Charkey Ramon

Personal information
- Nationality: Australian
- Born: Dave Bruce Ballard Gulgong, NSW, Australia
- Weight: welter/light middle/middle/light heavyweight

Boxing career
- Stance: Orthodox

Boxing record
- Total fights: 35
- Wins: 33 (KO 21)
- Losses: 1 (KO 0)
- Draws: 1

= Charkey Ramon =

Australian boxer

Dave Bruce Ballard, known professionally as Charkey Ramon, is a retired Australian professional welter/light middle/middle/light heavyweight boxer.

==Early life and education==
Dave Bruce Ballard was born in Gulgong, New South Wales.

==Career==
Ballard was professionally known in his boxing career as Charkey Ramon. He was managed and trained by Bernie Hall.

In the 1970s, he boxed in the welter, light middle, middle, and light heavyweight categories.
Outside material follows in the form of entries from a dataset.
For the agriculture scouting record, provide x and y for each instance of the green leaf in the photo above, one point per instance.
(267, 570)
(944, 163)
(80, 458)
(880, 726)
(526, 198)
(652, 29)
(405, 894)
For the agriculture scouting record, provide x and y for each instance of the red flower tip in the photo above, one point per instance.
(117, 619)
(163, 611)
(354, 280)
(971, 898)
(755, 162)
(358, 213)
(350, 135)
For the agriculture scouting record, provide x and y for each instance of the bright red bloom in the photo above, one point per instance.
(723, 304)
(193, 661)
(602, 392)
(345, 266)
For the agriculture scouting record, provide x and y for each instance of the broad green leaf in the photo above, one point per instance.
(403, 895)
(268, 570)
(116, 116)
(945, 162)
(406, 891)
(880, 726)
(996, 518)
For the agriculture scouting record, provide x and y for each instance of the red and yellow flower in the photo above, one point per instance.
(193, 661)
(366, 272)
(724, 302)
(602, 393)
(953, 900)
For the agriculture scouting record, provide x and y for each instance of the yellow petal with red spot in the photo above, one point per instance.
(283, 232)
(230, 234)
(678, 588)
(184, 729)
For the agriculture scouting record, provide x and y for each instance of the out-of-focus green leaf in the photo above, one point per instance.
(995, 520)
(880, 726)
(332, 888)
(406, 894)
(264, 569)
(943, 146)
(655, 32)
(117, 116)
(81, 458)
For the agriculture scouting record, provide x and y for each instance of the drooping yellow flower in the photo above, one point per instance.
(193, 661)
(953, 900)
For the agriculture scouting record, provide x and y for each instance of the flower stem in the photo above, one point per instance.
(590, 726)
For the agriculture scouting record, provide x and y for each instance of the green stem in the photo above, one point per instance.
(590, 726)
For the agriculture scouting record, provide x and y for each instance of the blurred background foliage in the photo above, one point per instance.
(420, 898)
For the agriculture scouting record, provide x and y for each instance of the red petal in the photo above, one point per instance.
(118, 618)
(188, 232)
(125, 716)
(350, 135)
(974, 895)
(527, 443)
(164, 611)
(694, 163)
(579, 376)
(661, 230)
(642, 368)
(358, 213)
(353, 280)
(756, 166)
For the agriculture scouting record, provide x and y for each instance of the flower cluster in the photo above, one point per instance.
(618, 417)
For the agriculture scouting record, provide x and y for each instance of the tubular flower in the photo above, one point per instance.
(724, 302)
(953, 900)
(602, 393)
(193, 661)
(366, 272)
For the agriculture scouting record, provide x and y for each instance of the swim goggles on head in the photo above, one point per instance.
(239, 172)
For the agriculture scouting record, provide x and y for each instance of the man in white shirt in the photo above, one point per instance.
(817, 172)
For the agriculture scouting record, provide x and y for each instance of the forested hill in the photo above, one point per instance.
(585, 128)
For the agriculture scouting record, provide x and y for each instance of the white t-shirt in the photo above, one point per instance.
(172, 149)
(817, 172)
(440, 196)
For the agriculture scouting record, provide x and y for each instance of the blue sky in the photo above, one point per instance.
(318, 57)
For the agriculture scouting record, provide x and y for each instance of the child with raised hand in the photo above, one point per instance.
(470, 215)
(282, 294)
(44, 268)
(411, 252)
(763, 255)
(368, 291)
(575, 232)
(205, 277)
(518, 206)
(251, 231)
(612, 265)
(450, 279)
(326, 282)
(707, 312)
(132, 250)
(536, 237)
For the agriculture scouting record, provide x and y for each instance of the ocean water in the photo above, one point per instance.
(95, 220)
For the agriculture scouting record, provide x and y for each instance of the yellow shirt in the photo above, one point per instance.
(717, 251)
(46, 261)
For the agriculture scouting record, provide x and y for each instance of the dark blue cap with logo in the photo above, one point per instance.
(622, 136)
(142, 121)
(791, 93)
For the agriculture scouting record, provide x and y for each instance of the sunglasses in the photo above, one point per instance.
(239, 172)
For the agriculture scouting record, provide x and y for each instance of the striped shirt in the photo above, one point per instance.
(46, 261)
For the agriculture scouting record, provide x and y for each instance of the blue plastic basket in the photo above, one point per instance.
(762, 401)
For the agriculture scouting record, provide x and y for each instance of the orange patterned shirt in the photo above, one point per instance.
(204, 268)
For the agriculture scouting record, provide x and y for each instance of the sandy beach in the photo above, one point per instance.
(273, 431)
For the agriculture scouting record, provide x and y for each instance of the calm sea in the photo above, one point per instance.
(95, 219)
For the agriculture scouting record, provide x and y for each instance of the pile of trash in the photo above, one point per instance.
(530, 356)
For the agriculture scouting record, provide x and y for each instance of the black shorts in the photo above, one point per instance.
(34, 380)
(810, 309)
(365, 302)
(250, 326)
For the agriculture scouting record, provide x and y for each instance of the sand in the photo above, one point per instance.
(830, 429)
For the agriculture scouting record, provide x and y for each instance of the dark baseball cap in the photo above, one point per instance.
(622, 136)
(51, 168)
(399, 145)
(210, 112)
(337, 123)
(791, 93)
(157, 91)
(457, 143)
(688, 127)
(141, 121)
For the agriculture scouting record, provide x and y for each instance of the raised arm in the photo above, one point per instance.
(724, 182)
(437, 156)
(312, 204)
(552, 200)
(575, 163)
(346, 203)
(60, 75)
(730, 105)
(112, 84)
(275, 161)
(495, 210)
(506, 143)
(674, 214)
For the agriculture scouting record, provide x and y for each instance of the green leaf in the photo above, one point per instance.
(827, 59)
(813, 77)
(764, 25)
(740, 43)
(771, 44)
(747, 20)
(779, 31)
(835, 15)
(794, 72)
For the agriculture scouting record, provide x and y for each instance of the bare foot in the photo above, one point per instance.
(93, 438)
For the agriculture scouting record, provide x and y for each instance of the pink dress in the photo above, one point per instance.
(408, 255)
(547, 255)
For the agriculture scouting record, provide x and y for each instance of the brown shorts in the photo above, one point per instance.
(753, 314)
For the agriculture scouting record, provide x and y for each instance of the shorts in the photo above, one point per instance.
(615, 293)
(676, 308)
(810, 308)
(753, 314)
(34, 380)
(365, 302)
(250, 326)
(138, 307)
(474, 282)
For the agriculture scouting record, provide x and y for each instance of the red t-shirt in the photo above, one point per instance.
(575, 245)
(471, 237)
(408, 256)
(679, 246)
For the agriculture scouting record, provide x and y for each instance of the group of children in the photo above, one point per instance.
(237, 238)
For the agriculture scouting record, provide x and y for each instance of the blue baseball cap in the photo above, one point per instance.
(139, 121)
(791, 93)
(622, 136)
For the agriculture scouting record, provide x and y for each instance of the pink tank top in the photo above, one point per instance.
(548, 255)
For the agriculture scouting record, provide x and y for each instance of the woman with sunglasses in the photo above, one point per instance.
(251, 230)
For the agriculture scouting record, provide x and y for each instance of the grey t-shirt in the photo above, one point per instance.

His professional fighting weight varied from 147 lb, i.e. welterweight to 175 lb, i.e. light heavyweight.

He later became a referee.

==Professional boxing record==
Ramon won the Australian light middleweight title, and inaugural Commonwealth light middleweight title.

==Honours==
Ballard was inducted into the Australian National Boxing Hall of Fame in 2008.